きのうはなんとなく、F.T.くんに会わなきゃと思って連絡を入れた。思えばmixiに招待してくれたのもF.T.くんだし、K.K.さんとのパイプを作って世界を広げてくれたのもF.T.くん。彼はどうしても連絡がつかないイメージがある。「そんなことないですよ普通に連絡つきますよ」って言ってたけど、きのうは「携帯忘れてました」不思議な人。
 新宿で待ち合わせてお洒落なアイリッシュバーへ。こういうお店をいっぱい知ってるからモテるんだな君は。僕は女の子を大戸屋に連れていきます。もちろんモテの理由はそれだけじゃないけどさ。お酒もお料理も美味しく頂いて、さてどうしようかって時に飛び出したのがカラオケって案。彼さんは「宗教上の理由でカラオケはちょっと」ってそれ僕も言った、若い頃! 結局つきあってくれてよく歌ってくれた。いまは二日酔い、じゃなくてまだ酔ってます。またよろしくね。

8月31日 らるれい、らるれいよ

きのうはclammbon@野音でした。心配だったのは雨、家を出たとたんに降り出した。野音は傘の使用が禁止されてるので、雨具持参です。皆さんコンビニで500円で売ってそうな合羽を着ている。僕と同行のK.J.くんはフジロッカーなので、ゴアテックスのすごい雨具。勝ち誇って着たら、暑い! 500円に負けた!
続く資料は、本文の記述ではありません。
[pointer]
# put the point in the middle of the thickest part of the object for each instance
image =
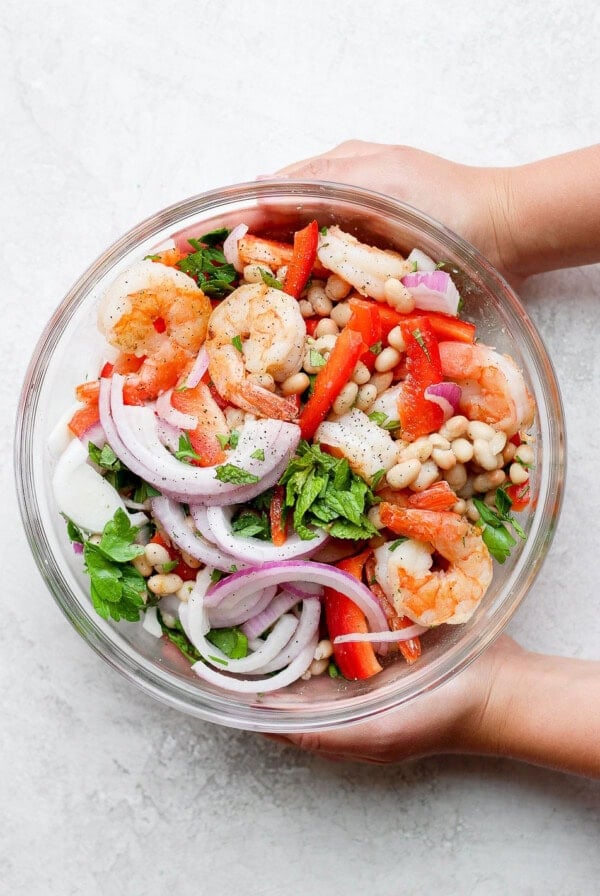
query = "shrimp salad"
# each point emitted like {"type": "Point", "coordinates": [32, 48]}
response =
{"type": "Point", "coordinates": [296, 458]}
 ライブは僕の大好きなナンバー「Good Time Music」からスタート。いつの間にか雨もあがってた。その名の通り、前半は古き良き名曲のカバー大会。そして懐かしのヒット曲。「ハレルヤ」でまた雨が振り出しちゃうお茶目さもまたclammbonです。まったりタイムを挟んで後半は最近の曲をガツンガツンと。「バイタルサイン」! 缶ビールガンガン飲んで踊った。そしてやっぱり出てきたTENORI-ON。僕も欲しいんだけどめちゃくちゃ高いんだよ。充実の2時間半でした。原田郁子は俺の嫁!
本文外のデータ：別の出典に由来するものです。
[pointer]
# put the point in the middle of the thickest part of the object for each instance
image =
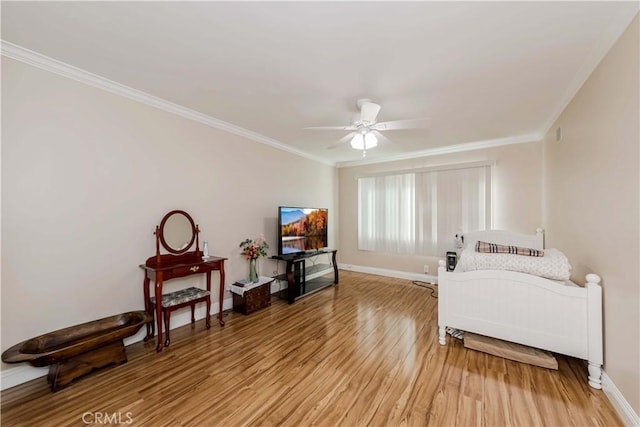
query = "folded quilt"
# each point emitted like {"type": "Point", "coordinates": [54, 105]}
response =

clammbonが残念なのは、ファニーなバンド名と、郁子さんが素敵すぎる点だと思う。ベースはブリッブリ、ドラムはひたすらタイトで、キーボードもポンポン飛び跳ねてるようでかなりテクニカル。本当はタフで先鋭的なバンドなのだよ。亀田誠治を呼び込んでヒットを狙った「サラウンド」、すごいいい曲なのに亀田誠治のアレンジが邪魔だ。ライブで3人の演奏で聴いた方がずっといい。椎名林檎も亀田誠治と組んでない曲が好きです。